第14話
『ミトちゃん、なにみてんのー?』
『けっこんしき、だって。およめさん、きれい!』
『ふーん…なにしてるんだろうね?』
『ちゅってして、ずっといっしょにいましょってやくそく』
『いいなぁ……』
『あたしたちも、する?』
『え……っ』
『けっこんしき、ごっこ』
……
『ミトちゃん、もういっかいしていい?』
『えー? けっこんしきだと、一回しかしないよ?』
『あの、それじゃ、ほんとに……ぼくとけっこんしてよ』
『うーん……でもよっぴ、泣き虫だし』
『ふえぇ…そんなぁ』
『ほら、そうやってすぐ泣く』
『グスッ、じゃあ……ね、もしぼくが泣き虫じゃなくなったら――』
△▼△▼△▼△▼
「……懐かしい夢、見たなぁ」
次の日、目覚ましよりも早く目が覚めてしまった。二度寝しようとして思い直し、ベッドから起きて伸びをする。
あれはほんとちっちゃい頃、テレビに影響されて二人で結婚式ごっこで遊んだ記憶。あんなのが初キスとは思ってないけど、そうなると……昨日のアレが。
(いや、あれもなかった事にすべきじゃない? 夜羽が取り乱し過ぎてこっちがかわいそうって言うか)
昨日発覚した、夜羽の隠された秘密。昔、この辺の界隈で伝説の存在だった元ヤン社長の愛人の息子、それが夜羽だった。父親のサングラスをかけると、何のスイッチが入るのか、別人のように変わってしまう。普段は気弱で傷付ける事を何より怖がるので、今後別人格が出てくる事はない、とは思う。昨日は私を助ける名目で仕方なくかけたけど。

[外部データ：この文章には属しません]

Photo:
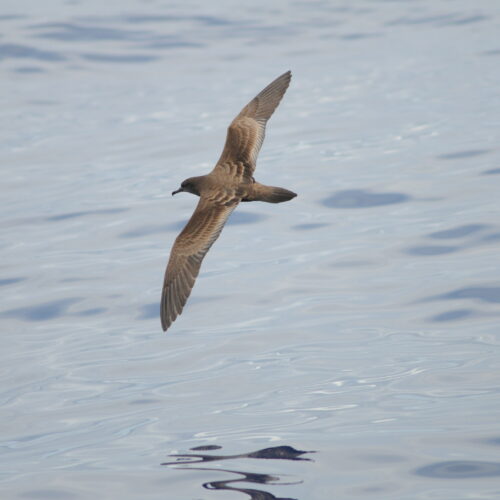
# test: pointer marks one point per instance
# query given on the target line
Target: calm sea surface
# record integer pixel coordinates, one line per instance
(359, 321)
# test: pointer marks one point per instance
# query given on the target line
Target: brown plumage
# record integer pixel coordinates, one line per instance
(230, 182)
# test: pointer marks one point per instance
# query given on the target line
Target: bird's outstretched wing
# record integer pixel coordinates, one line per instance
(188, 251)
(246, 133)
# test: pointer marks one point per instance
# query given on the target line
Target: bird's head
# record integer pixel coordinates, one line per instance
(189, 186)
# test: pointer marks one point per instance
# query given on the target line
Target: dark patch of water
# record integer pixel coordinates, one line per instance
(458, 232)
(359, 198)
(10, 281)
(471, 153)
(427, 250)
(120, 58)
(308, 227)
(454, 315)
(42, 312)
(188, 460)
(14, 51)
(460, 469)
(73, 215)
(490, 294)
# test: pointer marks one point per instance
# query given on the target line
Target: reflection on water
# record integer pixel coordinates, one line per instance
(187, 460)
(322, 338)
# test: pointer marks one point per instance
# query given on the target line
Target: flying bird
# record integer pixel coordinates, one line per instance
(230, 182)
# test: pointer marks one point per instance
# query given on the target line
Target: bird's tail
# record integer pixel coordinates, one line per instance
(272, 194)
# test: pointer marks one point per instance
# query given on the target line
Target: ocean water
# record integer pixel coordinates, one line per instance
(342, 345)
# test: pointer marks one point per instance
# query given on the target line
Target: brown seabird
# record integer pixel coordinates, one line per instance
(230, 182)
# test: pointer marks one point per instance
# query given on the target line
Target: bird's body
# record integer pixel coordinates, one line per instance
(230, 182)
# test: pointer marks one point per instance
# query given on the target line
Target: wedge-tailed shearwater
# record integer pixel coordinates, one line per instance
(230, 182)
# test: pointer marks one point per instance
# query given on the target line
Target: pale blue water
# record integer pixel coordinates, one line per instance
(359, 321)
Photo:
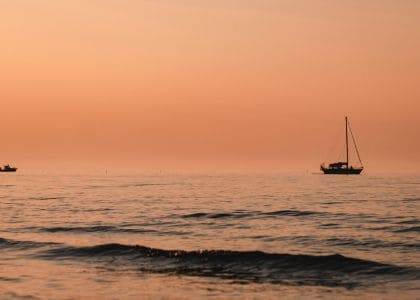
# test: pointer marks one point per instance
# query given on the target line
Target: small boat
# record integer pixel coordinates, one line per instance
(343, 167)
(7, 168)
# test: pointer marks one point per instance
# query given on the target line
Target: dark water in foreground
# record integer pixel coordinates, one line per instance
(209, 236)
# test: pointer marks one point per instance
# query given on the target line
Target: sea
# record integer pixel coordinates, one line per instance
(294, 235)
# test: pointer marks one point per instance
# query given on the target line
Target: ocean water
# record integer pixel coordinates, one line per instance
(210, 236)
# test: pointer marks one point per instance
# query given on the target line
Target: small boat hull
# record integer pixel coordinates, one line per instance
(8, 169)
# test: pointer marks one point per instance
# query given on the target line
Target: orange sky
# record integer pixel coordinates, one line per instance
(208, 84)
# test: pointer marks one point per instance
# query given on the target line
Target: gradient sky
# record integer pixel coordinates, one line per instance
(208, 84)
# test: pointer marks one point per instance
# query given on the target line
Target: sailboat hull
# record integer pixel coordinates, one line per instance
(343, 171)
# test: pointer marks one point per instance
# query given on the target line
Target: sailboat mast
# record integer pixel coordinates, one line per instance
(347, 146)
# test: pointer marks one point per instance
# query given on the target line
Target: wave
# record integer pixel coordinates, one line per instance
(91, 229)
(409, 229)
(102, 229)
(246, 214)
(22, 245)
(240, 266)
(370, 243)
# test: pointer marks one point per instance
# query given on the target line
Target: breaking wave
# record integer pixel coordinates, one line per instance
(240, 266)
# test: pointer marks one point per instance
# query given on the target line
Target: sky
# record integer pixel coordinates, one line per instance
(208, 84)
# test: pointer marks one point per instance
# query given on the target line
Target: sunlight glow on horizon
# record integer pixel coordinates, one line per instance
(197, 84)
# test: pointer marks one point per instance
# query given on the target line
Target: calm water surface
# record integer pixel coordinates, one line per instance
(209, 236)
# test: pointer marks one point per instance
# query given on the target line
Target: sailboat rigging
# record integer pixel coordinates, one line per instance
(344, 167)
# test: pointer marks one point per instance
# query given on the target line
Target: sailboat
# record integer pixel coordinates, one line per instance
(343, 167)
(7, 168)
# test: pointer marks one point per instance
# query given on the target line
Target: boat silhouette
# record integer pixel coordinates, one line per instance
(7, 168)
(343, 167)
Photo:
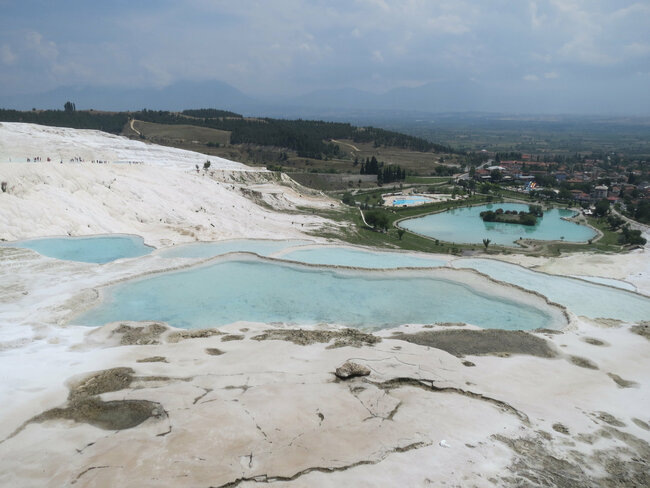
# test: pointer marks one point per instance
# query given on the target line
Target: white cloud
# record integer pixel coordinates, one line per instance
(6, 54)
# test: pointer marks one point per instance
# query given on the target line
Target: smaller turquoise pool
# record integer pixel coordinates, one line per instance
(465, 225)
(411, 201)
(96, 249)
(263, 247)
(360, 258)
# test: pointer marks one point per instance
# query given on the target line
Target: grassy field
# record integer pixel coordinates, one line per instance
(183, 134)
(194, 138)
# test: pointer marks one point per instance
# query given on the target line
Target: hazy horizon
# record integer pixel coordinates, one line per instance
(545, 56)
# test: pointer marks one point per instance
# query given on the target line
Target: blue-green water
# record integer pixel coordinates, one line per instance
(358, 258)
(582, 298)
(464, 225)
(96, 249)
(263, 247)
(410, 201)
(256, 290)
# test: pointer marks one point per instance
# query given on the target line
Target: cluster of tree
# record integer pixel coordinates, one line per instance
(509, 217)
(309, 138)
(377, 219)
(69, 117)
(382, 137)
(632, 237)
(639, 211)
(602, 207)
(385, 173)
(306, 137)
(211, 113)
(507, 156)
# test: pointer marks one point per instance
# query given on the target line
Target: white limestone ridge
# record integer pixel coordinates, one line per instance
(157, 192)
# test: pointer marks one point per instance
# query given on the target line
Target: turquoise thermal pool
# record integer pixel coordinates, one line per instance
(244, 288)
(96, 249)
(414, 200)
(360, 258)
(263, 247)
(581, 297)
(464, 225)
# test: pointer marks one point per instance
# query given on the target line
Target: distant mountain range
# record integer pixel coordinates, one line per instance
(175, 97)
(433, 97)
(336, 104)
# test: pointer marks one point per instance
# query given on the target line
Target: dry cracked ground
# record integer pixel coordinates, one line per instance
(250, 405)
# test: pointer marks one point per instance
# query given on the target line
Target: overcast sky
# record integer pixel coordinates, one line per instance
(597, 49)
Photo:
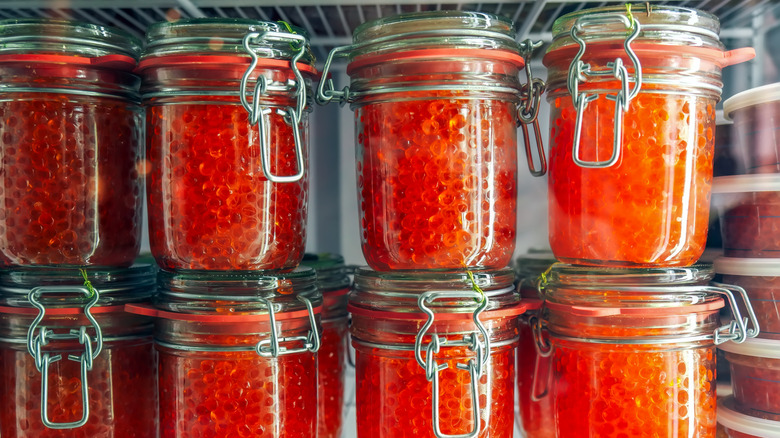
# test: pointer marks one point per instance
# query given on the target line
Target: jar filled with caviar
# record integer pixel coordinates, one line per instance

「あら、美酉。今日は早いのね? 夜羽君からモーニングコール来たの?」
「……今日は来ないと思うよ」
「美酉、学校休むか? 無理しなくていいんだぞ」
朝食の席で、お父さんが読んでいた新聞を畳みながらそう言ってくれる。心配してくれるのは嬉しいんだけど、炎谷さんが上手く対処してくれたって言うし、あんまり休むと変に思われるかもしれない。それに自分が襲われた恐怖以上に、現実離れした夜羽の変わり様の方がほっとけないんだよね。
(夜羽……もしかして距離取ろうとしてる?)
私の反応が怖くて明かせなかったと言っていた。怒ったまま帰っちゃったし、気まずくて何て話しかけたらいいのか悩んでるのかも……ありそう。
「もう学校行くね」
「夜羽君、まだ来てないのに?」
「たまにはこっちから誘うよ」
そう言ってお弁当を受け取り、支度を済ませて玄関を開けると。
「あ……美酉ちゃん」
インターホンの前でうろうろしていた夜羽と目があった。予想通り、押すか押さないかで迷っていたようで、不審な行動を見られて「あのっ、これは……あうぅ」と狼狽えていた。本当、しょうがない奴だ。
「おはよう、よっぴ。昨日はあのまま帰っちゃってごめんね」
「あ、お、おはよう! あの……まだ怒ってる?」
「当然でしょ」
「うぅっ、……ごめんなさい」
しょぼんと落ち込む様が、捨てられた仔犬みたいだ。母性本能擽られる、と言われていたのを思い出す。そんな事……こっちはずーっと昔から一緒にいたんだから、よく分かってる。
「じゃあ昔みたいに『ミト』って呼んだら許してあげる」
「へぇっ!? そ、それは……」
顔を赤らめてもごもご言い出す夜羽。昨日の二重人格になってる時の事、覚えてるんだろうなぁ。幼い頃は舌足らずだからそう呼んでるのかと思ってたけど……もしかして、あだ名として使いたかった? サングラスをかけると気が大きくなるって事は、あれが夜羽の理想なんだろうから。
(ん? そうするとキスも……どうなんだろう? あの時の約束で、泣き虫じゃないアピールがしたかったって可能性もあるし)
私を見返したくて、ああしたのかもしれない。何にせよ幼馴染みというのは距離が近いもんで、一概に男女のそれとは言い切れないのよ……特に私と夜羽の場合は。
「ミ、ミト……ちゃん」
私がむっつり黙り込んだせいか、不安そうな顔で夜羽が呟く。途端にトマトみたいに真っ赤になったけど、そんな恥ずかしい事かな? 私は満足げに頷くと、いつものように手を引いて学校に向かった。
「言い忘れてたけど、助けてくれてありがと。かっこよかったよ」
「そ、そんな事……でも、よかった。ミトちゃんのためなら、いくらでも変わってみせるよ……怖いけど」
照れたように微笑む夜羽につられて笑いつつも、私はいつもの『彼』の姿に安心したのだった。